For the last eight months every Thursday and Friday I've been looking after my grandson, who is now about twenty months old, while his mother works. It's an extremely rewarding but also an extremely exhausting experience.

When you have your own children you are so preoccupied with the struggle for survival that you don't have the same opportunity to savour and reflect on the child's development. You're walking around half asleep, concentrating on getting through the day. But as a grandparent, you have the chance to see a process that you've already lived through once, only this time in much finer detail.

My grandson was a little reluctant to start walking. He needed a certain amount of encouragement to get up off all fours. But once he had done so, he discovered that he loved the freedom and power that walking gave him. Just a couple of months after he walked for the first time I found him walking around our house with his eyes shut, just for the hell of it. A few days later he had graduated to walking round and round in circles until he got so dizzy he fell over.

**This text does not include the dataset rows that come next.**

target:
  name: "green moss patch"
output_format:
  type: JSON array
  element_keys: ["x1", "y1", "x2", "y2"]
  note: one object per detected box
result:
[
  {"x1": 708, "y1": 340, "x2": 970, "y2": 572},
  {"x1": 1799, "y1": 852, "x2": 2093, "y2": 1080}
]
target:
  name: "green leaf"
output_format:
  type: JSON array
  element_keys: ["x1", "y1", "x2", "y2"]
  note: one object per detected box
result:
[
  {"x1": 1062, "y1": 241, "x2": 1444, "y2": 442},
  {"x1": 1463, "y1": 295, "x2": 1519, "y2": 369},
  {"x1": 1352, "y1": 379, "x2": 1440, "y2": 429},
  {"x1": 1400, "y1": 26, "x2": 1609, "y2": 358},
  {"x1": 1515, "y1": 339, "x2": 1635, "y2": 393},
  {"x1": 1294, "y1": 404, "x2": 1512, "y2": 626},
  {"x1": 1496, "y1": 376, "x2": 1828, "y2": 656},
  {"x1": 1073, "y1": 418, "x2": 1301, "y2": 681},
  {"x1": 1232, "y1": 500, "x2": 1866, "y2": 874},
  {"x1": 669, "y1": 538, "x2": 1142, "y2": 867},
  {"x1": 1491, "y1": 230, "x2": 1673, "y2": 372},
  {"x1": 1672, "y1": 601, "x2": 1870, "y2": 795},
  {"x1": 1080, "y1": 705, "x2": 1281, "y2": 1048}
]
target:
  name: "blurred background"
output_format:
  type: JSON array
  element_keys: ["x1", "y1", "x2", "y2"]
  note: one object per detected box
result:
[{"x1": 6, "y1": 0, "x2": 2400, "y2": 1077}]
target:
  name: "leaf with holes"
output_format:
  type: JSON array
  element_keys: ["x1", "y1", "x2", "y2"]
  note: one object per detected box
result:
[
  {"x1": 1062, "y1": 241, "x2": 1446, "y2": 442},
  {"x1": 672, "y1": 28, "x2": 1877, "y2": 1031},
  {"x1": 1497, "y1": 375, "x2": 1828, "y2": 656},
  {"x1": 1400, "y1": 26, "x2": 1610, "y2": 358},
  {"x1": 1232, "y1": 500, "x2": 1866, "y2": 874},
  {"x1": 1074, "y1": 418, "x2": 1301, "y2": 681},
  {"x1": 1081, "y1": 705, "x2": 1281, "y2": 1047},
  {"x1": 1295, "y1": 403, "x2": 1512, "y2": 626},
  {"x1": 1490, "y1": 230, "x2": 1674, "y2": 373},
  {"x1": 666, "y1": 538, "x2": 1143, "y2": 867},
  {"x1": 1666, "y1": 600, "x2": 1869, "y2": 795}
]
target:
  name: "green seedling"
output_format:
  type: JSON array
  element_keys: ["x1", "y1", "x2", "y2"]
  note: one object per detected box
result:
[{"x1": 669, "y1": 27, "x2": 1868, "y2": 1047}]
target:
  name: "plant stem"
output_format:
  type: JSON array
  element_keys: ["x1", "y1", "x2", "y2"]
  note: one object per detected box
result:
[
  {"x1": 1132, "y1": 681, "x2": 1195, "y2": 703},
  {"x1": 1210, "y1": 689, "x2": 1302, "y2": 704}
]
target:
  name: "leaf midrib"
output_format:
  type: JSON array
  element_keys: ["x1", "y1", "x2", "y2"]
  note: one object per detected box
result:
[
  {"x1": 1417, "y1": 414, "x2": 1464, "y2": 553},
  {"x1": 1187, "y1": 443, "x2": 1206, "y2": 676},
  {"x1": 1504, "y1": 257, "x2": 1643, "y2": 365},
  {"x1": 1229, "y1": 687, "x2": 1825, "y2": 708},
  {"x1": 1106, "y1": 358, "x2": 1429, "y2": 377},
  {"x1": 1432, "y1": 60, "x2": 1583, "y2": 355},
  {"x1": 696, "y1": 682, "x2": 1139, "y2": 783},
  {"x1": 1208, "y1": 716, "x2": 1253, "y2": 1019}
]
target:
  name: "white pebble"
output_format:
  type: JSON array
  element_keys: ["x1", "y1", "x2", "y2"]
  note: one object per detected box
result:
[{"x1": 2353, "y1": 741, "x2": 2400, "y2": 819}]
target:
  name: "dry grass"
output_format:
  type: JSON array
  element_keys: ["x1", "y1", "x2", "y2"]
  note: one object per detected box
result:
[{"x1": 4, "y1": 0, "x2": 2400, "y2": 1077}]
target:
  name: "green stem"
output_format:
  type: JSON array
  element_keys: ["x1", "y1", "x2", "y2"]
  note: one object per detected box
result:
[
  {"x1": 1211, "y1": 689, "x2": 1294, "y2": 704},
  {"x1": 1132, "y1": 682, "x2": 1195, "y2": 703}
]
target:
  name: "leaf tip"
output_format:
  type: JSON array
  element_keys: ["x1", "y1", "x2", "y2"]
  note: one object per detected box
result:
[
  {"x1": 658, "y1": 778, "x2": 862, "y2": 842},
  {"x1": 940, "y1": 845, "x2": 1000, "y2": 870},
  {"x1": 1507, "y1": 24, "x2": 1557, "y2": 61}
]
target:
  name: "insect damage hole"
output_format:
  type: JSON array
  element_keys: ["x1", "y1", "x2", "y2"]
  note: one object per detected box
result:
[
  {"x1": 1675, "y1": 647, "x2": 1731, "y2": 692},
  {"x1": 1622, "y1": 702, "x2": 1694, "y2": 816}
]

I find that wholehearted delight in learning a really beautiful thing to watch and really inspiring. It reminds me of how, when I first started writing I got really excited every time I learnt a new technique. Like the first time I came across a story written in two entirely different voices. It was The Collector by John Fowles, a story about a young woman who is kidnapped, half of which is told from the woman's point of view and half from the kidnapper's. I was so excited that I immediately had to write my own story using two narrators, each with an utterly different take on the story.

Thirty years later there are still moments like that for me, moments when you are writing just for the hell of it. Eyes shut, dizzy with delight, hardly able to believe that this is what you get paid for doing.


Adventures of a Middle-aged Matron said...

Childhood races so quickly and so stressfully that it's good to be reminded that we may taste it a second time at a more leisurely pace. I mainly had children in order to be a grandmother and am pleased to hear that the rewards are as delectable as I'd supposed. Re the writing thrill, I do so agree. Have kept a diary daily without fail for 28 years, not just on account of narcissisim, but for the sheer joy of translating the quotidian into prose.

Brian Keaney said...

Delectable and frazzling at the same time. Thanks for commenting. I always like to hear the word 'quotidian'.